The low-carb diet craze has changed the way many people look at nutrition and how they eat. We learned there is such a thing as too much pasta and other starchy staples. At the beginning of the low-carb craze, the kind and amount of allowed fats was not addressed, but now we know the amount of saturated fats should be no more than 20% of calorie intake. Fat is necessary to our bodies and give us energy, but the kind and how much is important, so understand them and use them appropriately. Unsaturated, monounsaturated and polyunsaturated are the good fats. Here’s how they work.

Difficulty: Easy
Instructions
  1. Step 1

    Know your monounsaturated fats. Some examples of monounsaturated are olive oil, peanut oil, and canola oils. These oils are identified by the way they take a liquid state at room temperature but solidify in the fridge. Avocados and many nuts are good examples too. Use a slice of avocado on your sandwich rather than cheese.

  2. Step 2

    Add polyunsaturated oils. Polyunsaturated fats maintain their liquid form in or out of the refrigerator, including sunflower oil and safflower oil.

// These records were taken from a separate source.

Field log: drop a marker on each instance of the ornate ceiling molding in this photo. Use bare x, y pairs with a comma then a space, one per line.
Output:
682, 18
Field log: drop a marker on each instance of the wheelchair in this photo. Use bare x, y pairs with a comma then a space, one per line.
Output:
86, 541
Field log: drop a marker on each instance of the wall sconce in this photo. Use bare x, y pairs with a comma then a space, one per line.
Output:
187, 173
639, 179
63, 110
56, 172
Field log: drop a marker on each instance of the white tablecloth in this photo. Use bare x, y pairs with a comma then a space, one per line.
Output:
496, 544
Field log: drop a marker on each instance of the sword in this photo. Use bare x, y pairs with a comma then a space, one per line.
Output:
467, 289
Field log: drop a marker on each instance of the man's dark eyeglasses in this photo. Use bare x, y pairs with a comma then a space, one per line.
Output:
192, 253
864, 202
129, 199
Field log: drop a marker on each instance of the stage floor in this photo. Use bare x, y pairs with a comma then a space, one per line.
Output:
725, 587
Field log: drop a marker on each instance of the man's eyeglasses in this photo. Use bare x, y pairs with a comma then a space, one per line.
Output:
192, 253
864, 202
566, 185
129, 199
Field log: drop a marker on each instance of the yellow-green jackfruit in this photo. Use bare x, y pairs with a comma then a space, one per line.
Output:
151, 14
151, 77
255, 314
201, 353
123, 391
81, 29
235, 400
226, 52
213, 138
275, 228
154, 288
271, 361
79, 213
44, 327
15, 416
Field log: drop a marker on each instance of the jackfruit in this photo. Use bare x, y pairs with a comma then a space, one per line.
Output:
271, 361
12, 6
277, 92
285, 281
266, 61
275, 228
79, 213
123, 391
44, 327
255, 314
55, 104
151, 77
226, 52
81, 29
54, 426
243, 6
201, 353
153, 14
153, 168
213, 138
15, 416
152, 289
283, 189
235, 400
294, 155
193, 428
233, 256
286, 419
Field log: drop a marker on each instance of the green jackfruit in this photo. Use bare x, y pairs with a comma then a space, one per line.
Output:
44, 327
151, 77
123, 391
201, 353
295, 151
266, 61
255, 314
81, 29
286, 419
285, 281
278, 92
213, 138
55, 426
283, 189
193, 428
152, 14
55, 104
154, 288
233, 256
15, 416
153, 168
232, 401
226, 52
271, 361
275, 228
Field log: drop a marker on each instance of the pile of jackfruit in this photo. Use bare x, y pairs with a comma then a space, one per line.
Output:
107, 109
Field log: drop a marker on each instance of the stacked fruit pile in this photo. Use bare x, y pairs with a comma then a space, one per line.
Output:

Use safflower oil instead of vegetable oil when cooking.

  3. Step 3

    Picking the richest of oils and fats. Omega-3 fatty acids are polyunsaturated fats that are commonly found in seafood like salmon and herring. Flax and walnuts are also good sources. Sprinkle some flax over your cereal or in your protein shake.

  4. Step 4

    Know which oils to avoid. The fats to avoid are the animal products such as red meat, milk, cheese and butter that are sources of saturated fats. Limit the cookies, baked goods and fried foods to keep trans fat--the other bad fat--low. While you’re doing all the limiting, don’t forget to load up on fruits, veggies and all the good stuff to make the most of your nutritional plan.

Tips & Warnings
  • The oils you add to your diet need to be oils rich in the good vitamins and nutrients.
  • Never choose hydrogenated oils.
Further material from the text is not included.